After finishing my martini, including the extra portion that they provide in a small carafe, I move on to a gimlet. Terry Lennox complains about the way that the bar he and Marlowe frequent prepares gimlets, “What they call a gimlet is just some lime or lemon juice and gin with a dash of sugar and bitters. A real gimlet is half gin and half Rose’s Lime Juice and nothing else. It beats martinis hollow.”

Unlike Lennox, I don’t see how my gimlet is made, nor do I drink enough gimlets to understand whether the one I had at Musso’s was Chandler and Lennox approved. I’d like to imagine that their gimlet is the standard to which Chandler’s character is comparing the subpar gimlets at Victor’s, the bar Lennox and Marlowe visit regularly.
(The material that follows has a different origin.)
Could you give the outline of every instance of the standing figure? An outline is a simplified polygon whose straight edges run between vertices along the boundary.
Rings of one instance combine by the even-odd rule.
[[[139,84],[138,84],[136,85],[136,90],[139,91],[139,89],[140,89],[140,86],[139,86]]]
Sipping my gimlet, I dive deeper into The Long Goodbye, getting caught up in the cases that are unfolding in front of Philip Marlowe. Marlowe eventually returns to the bar at which he and Lennox drank, and finds the woman sitting down the bar is also drinking a gimlet. It calls to mind the coincidence of my neighbor and I both reading The Long Goodbye at the bar. Unlike Marlowe and the woman at the bar, my neighbor and I do not provide insight to each other about a criminal case in which we’re both involved. Instead we discuss why we brought Chandler with us to the bar: me, to take the text to a place where it had its origins; and him, because he missed what was abridged when Elliot Gould read the audiobook. It is as if the ghost of Raymond Chandler has provided for me a gift, a way to reenact more of his book than I had expected.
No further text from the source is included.